Prices have risen fast over the last 18 months as the economy emerges from the coronavirus recession, and Russia’s Central Bank has hiked interest rates aggressively in a bid to kill-off what governor Elvira Nabiullina fears could turn into a vicious inflationary cycle.

Inflation is now running at well over double the Central Bank’s official target of 4%, rising from a reading of 8.1% in October to its highest level since January 2016.

Surging food prices have been behind rising headline inflation, with fruit and vegetable prices up almost 20% over the last year, Rosstat said  — a driver of deep political and economic discontent in a country where living standards are around 10% lower than they were in 2013. 

The latest figures showed signs that food inflation may be slowing down, only for services prices to have started rising faster, said Loko Invest analyst Dmitry Polevoy.

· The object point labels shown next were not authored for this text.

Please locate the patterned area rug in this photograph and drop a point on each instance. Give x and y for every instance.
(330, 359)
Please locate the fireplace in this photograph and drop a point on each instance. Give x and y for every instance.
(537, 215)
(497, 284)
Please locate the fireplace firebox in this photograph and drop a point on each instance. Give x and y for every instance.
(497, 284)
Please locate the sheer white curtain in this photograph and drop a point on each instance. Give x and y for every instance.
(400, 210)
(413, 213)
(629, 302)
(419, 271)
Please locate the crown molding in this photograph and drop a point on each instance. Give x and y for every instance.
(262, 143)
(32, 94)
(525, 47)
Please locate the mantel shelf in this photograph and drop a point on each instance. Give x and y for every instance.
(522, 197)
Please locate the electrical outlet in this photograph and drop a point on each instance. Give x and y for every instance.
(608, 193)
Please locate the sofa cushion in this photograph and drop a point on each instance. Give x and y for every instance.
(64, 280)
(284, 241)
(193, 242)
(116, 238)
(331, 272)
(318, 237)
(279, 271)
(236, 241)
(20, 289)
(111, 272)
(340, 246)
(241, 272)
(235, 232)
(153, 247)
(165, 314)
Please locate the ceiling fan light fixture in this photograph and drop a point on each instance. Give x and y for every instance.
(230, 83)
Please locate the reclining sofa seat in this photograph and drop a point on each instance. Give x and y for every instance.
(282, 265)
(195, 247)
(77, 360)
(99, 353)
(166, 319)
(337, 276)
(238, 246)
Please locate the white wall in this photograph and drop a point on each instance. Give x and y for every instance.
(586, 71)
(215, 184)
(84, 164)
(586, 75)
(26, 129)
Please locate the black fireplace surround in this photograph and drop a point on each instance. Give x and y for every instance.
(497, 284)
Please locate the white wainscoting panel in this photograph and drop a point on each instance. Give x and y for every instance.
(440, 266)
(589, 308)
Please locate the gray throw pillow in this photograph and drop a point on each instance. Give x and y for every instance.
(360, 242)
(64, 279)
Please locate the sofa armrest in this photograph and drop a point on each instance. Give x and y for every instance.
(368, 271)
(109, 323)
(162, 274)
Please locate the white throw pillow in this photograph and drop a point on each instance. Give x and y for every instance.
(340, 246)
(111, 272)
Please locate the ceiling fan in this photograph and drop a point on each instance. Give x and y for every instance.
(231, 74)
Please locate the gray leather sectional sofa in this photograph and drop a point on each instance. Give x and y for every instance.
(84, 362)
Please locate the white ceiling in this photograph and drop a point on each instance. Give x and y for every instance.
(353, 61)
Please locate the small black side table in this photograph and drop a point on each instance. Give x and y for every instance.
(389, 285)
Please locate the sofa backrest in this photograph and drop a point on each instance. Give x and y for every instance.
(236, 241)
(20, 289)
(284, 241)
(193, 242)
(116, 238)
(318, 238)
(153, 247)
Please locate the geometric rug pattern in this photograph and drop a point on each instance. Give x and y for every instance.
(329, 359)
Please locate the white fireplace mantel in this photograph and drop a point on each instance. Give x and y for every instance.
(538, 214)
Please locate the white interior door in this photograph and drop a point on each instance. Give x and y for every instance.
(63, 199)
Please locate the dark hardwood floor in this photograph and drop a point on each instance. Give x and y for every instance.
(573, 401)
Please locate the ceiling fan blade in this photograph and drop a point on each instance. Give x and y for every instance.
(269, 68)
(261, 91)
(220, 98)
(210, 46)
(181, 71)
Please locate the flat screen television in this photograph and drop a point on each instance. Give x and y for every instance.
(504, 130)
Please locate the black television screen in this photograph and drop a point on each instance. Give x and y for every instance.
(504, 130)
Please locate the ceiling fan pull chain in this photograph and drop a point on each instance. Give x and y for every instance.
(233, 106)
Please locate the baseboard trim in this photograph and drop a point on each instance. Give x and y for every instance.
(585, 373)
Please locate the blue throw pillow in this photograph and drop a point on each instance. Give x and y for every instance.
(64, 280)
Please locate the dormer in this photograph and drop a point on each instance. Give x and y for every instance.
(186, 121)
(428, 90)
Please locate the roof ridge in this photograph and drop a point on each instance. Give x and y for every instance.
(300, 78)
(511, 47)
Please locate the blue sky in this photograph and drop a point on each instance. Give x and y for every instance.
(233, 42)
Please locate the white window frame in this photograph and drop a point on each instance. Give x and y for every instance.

Economists had expected inflation would cool in November, with a short-term dip in prices as Russia entered a partial lockdown at the start of the month in a bid to tame rising coronavirus infection rates, providing optimism the country had turned a corner.

But the reading of 8.4% has once again surpassed expectations — a familiar story in recent months as analysts predicting that the “peak” of inflation has passed have repeatedly been proved wrong.

A big contributor to the monthly rise was foreign tourism — with the price of holidays to Turkey rising by 55% over the month according to Rosstat. Economists pointed to a statistical quirk in the calculations, but said other trends, such as rising core inflation — a measure which strips out the most volatile price moves — pointed to more sustained inflationary trends.

Russia’s Central Bank is expected to respond aggressively when it meets later December to decide on interest rates. Financial markets are pricing in an increase of a full percentage point, to take rates to 8.5%, even as the wider economy slows and faces headwinds from more coronavirus restrictions and uncertainties over the highly-transmissible Omicron variant.

The regulator, which has a reputation for orthodoxy and deep-seated fears of inflation, had reluctantly cut rates to record lows at the start of the pandemic to support the economy, but has been one of the world’s most aggressive rate-hikers this year. 

Some analysts have now moved to predict inflation will remain high into next year.

“Disruptions in supply chains could weigh further on price increases [which] could prevent inflation from moderating in the coming weeks, maintaining the momentum into 2022,” said Sova Capital’s Artem Zaigrin, citing temporary pauses in automobile production at major factories due to the global semiconductor shortage.

Governor Nabiullina, as well as President Vladimir Putin and Prime Minister Mikhail Mishustin have all been sounding the alarm over rising prices in recent months. Nabiullina said inflation was a “disaster” for the economy which directly hits Russian households’ living standards and threatens to undermine the economic recovery.